Troy Vincent Says NFL Didn't Focus On PSI With 'Spot Checks' In 2015 Season
By Michael Hurley, CBS Boston
BOSTON (CBS) -- You have got to be kidding me.
On Thursday -- in March of 2016, in Month 15 of an all-out war waged over allegedly underinflated footballs -- an NFL executive has claimed that the league didn't even check for air pressure in footballs during the 2015 season.
Nope, Troy Vincent said. They weren't worried about air pressure. Just protocol.
"We focus on procedure, balls being brought to the stadium," Vincent, the NFL's executive vice president, told The Boston Globe's Ben Volin in a conference call Thursday. "There was no violation of game balls being checked in at the appropriate time. There was no violation of game balls being in the officials locker room, being brought to the field, back to the locker rooms at halftime, and then the balls being brought back to the locker room post game. So it's the procedure of the balls themselves."
This all goes back to commissioner Roger Goodell stating at his Super Bowl press conference that in the "spot checks" at randomly selected games throughout the season, "no violations" were found.
Of course, every scientist who was not receiving a paycheck from the NFL has noted in the past 15 months that science dictates that footballs would lose air pressure when taken from a warm environment into a cold environment. In fact, even the NFL seemed to acknowledge this when ESPN reported prior to a playoff game in frigid Minneapolis that the footballs would be switched at halftime to avoid playing with footballs with low air pressure.
But, apparently, even though the NFL was worried about PSI that day in Minnesota, the league is claiming it was not worried about it. The league was just worried about protocol. What are you going to do about it?
As a reminder, that protocol did not exist when Jim McNally took the bag of game balls out of the officials' locker room and into a bathroom. That protocol was established last July.
And, of course, the central attack on the Patriots and Tom Brady focused on the PSI of footballs. A bunch of folks who had no clue what they were doing stuck some gauges in footballs at halftime in January in Massachusetts and automatically declared the team to be guilty of illegally taking air out of them. In the league-sponsored investigation, Ted Wells included 100 pages of highly questionable and downright deceptive science from the consulting firm Exponent.
In a "scandal" dubbed "DeflateGate," it was essential that actual illegal deflation took place. Otherwise, what are we really talking about?
The science was key all along ... until the NFL could no longer control the science. And more than likely, when the NFL tested the PSI of footballs at "random" games throughout the year, the league found that -- gasp -- science actually exists. PSI numbers fluctuate. MIT professors weren't inventing basic science.
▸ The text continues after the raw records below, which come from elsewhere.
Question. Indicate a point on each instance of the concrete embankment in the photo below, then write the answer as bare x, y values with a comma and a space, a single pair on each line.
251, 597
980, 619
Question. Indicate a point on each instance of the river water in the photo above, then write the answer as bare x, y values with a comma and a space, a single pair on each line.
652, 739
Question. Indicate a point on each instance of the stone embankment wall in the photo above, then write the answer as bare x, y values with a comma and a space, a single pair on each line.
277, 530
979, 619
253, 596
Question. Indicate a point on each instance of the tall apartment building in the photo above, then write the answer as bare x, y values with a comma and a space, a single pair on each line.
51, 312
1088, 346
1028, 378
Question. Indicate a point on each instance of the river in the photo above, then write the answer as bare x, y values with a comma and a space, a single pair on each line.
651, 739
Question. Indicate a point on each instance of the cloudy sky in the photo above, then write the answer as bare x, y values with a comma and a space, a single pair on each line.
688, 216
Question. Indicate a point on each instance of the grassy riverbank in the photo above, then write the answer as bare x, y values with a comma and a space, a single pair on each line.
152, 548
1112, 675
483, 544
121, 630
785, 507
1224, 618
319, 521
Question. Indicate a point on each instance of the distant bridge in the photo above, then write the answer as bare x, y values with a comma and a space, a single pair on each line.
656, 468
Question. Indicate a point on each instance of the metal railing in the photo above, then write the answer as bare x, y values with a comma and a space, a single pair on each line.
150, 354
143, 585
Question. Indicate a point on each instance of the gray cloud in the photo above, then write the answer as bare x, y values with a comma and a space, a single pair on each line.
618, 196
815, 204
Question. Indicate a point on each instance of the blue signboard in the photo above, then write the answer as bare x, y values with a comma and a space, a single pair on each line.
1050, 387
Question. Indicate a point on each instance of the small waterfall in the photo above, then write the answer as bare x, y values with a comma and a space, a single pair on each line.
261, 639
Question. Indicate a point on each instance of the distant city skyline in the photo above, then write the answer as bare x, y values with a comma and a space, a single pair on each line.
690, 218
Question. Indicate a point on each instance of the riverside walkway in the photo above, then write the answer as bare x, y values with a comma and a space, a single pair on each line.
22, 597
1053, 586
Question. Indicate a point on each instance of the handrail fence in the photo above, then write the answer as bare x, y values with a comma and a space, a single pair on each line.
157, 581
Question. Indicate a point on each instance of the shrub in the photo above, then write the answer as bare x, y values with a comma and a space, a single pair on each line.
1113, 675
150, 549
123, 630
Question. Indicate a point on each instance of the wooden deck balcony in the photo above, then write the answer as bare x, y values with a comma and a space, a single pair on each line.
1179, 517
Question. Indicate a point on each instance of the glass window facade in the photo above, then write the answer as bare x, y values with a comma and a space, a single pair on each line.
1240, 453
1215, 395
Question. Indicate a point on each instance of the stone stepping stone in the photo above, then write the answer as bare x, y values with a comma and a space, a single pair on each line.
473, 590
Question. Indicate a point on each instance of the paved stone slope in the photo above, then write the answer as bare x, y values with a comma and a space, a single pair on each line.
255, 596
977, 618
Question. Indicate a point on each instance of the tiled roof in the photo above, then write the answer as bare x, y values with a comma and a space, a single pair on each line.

So, as has been the case throughout the whole mess, the NFL is moving the goalposts. Now, only violations of the pregame protocol were being checked in 2015, and unsurprisingly, no ball boys went gallivanting around stadiums this year after seeing World War III play out between the NFL and the Patriots.
And, just as has been the case all along, Vincent and the NFL made no note of the NFL actually violating protocol themselves. You may remember that Scott Zolak reported that the officials for the Chiefs-Patriots playoff game forgot their air pressure gauges AND THE KICKING BALLS FOR THE GAME back in their hotel room in Boston. Whoops! No violation there, though. NFL employees have never acted improperly, according to the NFL.
It's all startling but entirely unsurprising. If you get a chance, go back and read Jeffrey Kessler's questioning of Troy Vincent back at Tom Brady's appeal hearing in New York last June (it begins on page 228). Kessler ran mental laps around Vincent, getting the executive in charge of "integrity of the game" to admit that there was literally no basis of knowledge on which the NFL could have leaned to conclude that the Patriots had illicitly deflated footballs.
Yet, the PSI issue remained the NFL's linchpin. The NFL leaked false PSI numbers to ESPN and even provided false PSI information to the Patriots in order to get them to open their doors to the investigation and put them on their heels from the very get-go. Of course, after the Chris Mortensen story was proven to be completely wrong by the NFL's own Wells report, the NFL had to change the story. "General awareness" turned into involvement in a scheme, lies were told in official rulings and then later repeated in a federal appeals court, and a destroyed cell phone was used to distract from the matter at hand. Namely, were the footballs actually deflated?
Scientists say it's more probable than not that the footballs were not deflated by a human. Now, the NFL is basically saying that it doesn't even matter.
It's essentially a case that the Patriots can never win, because the NFL constantly changes the charges.